Why does she operate that way? The answer begins with her own painful experience in the direct response business, selling things to people who sometimes didn’t like what they received in the mail or didn’t realize they had signed up for a recurring service with regular bills.
Faced with the threat of losing her ability to accept cards if the number of disputes didn’t decline, she realized there was a very basic problem with the process: she concluded that over 70 percent of the people disputing charges with their bank never called her, the merchant, to complain first.
“When you go to a bank’s Web site and you see a button that says, ‘Dispute This Transaction,’ it doesn’t say that this is going to hurt the merchant and could actually increase the costs of buying a service from this business,” she said. “It just tells you that there’s a quick and easy way to cancel your subscription right here. And you can get a refund! If you don’t want to pay your whole bill, just click on this button.”
She is not blaming consumers. They are just doing what their banks prompt them to do. “But not fighting back is sending the wrong message to consumers and card companies,” she said. “Letting the dispute go tells them that this is a sure way to get a no-questions-asked refund.”
It is unclear how effective this campaign has been, and you could be forgiven for thinking that the dispute process is something of a free-for-all. After all, some service providers resort to outright intimidation to keep their dispute numbers low.
The proprietors at Enchanted Attire, an online clothing retailer, wish to inform you that “you agree not to file a credit card or debit card chargeback with regard to any purchase” and that “in the event that a chargeback is placed or threatened on a purchase, we also reserve the right to report the incident for inclusion in chargeback abuser database(s) of our choosing.” Oh, and by the way, “being listed on such databases may make it more difficult or even impossible for you to use (any of) your credit card(s) on future purchases with us or other merchants.”

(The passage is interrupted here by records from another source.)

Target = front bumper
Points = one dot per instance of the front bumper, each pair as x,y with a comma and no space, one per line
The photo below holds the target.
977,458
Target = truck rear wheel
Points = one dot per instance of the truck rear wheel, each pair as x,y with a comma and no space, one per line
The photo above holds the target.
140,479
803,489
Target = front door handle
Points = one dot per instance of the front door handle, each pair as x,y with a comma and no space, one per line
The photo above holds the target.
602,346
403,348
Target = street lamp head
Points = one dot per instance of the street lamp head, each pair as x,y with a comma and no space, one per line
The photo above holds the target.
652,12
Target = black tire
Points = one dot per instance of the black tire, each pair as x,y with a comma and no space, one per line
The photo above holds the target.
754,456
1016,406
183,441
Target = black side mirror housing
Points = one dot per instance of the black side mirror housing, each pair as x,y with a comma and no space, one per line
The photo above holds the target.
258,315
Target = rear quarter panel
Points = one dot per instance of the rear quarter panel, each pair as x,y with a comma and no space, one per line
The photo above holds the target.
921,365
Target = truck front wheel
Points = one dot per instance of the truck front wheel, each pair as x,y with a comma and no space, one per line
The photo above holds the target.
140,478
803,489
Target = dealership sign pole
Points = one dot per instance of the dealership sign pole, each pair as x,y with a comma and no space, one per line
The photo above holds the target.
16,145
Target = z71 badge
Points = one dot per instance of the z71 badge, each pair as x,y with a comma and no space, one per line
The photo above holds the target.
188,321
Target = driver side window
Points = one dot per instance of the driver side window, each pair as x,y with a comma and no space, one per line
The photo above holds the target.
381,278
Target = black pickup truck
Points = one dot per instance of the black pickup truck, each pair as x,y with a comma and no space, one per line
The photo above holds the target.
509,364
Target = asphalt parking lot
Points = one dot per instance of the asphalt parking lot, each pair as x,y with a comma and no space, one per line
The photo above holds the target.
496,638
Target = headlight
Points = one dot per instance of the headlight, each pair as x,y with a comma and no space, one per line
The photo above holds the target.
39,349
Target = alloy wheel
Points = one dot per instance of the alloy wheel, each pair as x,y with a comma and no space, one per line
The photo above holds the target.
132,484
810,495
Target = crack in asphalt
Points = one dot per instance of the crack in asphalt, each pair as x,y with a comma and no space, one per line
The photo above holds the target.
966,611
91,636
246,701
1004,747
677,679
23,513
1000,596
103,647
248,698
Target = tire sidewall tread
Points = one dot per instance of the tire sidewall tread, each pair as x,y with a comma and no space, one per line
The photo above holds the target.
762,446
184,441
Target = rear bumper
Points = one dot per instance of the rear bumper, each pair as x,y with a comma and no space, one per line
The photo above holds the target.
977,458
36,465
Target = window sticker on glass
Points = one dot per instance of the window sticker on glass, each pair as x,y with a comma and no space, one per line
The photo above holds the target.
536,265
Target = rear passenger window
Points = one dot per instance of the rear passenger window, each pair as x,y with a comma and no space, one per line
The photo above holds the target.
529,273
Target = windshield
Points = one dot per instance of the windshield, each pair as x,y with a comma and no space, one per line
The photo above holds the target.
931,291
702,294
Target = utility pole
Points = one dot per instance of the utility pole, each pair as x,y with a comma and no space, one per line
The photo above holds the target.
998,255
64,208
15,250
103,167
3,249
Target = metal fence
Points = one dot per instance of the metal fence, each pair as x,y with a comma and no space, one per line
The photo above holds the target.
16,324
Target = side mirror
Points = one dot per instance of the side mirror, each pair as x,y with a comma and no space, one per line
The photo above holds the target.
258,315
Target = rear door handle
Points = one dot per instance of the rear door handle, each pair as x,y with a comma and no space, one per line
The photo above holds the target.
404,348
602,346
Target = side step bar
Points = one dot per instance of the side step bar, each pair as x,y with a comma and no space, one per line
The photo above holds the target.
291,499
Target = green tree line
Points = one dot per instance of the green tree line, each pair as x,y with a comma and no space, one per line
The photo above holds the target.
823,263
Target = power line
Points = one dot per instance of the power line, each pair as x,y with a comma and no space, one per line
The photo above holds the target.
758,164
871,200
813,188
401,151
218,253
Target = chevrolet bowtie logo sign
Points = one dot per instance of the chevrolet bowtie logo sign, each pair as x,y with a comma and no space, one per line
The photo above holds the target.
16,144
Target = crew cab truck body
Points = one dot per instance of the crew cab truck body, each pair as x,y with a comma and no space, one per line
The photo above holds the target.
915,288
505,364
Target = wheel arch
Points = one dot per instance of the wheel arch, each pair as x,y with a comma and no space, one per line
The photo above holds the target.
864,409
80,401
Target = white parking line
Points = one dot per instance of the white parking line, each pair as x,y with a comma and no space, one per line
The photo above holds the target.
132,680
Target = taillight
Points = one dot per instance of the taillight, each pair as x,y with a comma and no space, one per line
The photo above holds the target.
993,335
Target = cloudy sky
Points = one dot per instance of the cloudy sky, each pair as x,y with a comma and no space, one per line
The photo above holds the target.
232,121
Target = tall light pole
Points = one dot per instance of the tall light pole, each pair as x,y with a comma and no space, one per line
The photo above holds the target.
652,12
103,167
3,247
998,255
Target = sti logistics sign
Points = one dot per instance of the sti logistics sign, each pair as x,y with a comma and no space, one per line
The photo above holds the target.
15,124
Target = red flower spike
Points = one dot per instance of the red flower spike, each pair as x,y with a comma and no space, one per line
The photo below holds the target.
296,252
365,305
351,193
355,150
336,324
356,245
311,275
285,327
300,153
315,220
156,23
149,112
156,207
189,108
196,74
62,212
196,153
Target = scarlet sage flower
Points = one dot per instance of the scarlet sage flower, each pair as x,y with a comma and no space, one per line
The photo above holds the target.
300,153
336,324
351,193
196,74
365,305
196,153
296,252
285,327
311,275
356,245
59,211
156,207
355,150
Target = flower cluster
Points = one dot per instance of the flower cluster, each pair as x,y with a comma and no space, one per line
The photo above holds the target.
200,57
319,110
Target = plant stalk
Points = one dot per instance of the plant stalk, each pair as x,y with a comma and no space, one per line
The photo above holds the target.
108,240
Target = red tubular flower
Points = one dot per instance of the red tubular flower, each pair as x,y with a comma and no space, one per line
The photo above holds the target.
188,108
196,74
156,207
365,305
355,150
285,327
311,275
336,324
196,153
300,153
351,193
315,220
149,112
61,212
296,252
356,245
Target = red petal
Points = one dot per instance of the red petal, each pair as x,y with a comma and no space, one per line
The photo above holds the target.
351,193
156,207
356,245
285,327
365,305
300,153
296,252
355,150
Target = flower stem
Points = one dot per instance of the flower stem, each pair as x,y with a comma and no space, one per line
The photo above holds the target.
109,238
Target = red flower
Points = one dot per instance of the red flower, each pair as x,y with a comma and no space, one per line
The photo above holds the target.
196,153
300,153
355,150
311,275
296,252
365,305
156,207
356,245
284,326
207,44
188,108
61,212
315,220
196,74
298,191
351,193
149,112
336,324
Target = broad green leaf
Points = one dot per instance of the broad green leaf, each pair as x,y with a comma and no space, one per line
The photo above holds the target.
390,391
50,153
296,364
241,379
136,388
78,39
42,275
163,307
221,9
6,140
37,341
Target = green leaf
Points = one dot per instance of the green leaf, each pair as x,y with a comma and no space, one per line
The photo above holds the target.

Movers have been known to do this, too.This violates Visa’s and MasterCard’s rules, for starters, and none of the experts I spoke with this week knew of anyone keeping a database for this purpose that merchants could contribute to and that other merchants could gain access to. No one from Enchanted Attire returned my messages to shed light on this.
It shouldn’t take threats to keep us in line, though. Jim Van Dyke, chief executive of Javelin Strategy and Research, suggests a simple framework for people who want to wield the dispute weapon and bask in its power but not be totally obnoxious about it.
“The consumer owes the merchant one tangible shot, one wholehearted best effort to make things right,” he said. “But if they breach their commitment, then the consumer should simply escalate it and say goodbye to that merchant.”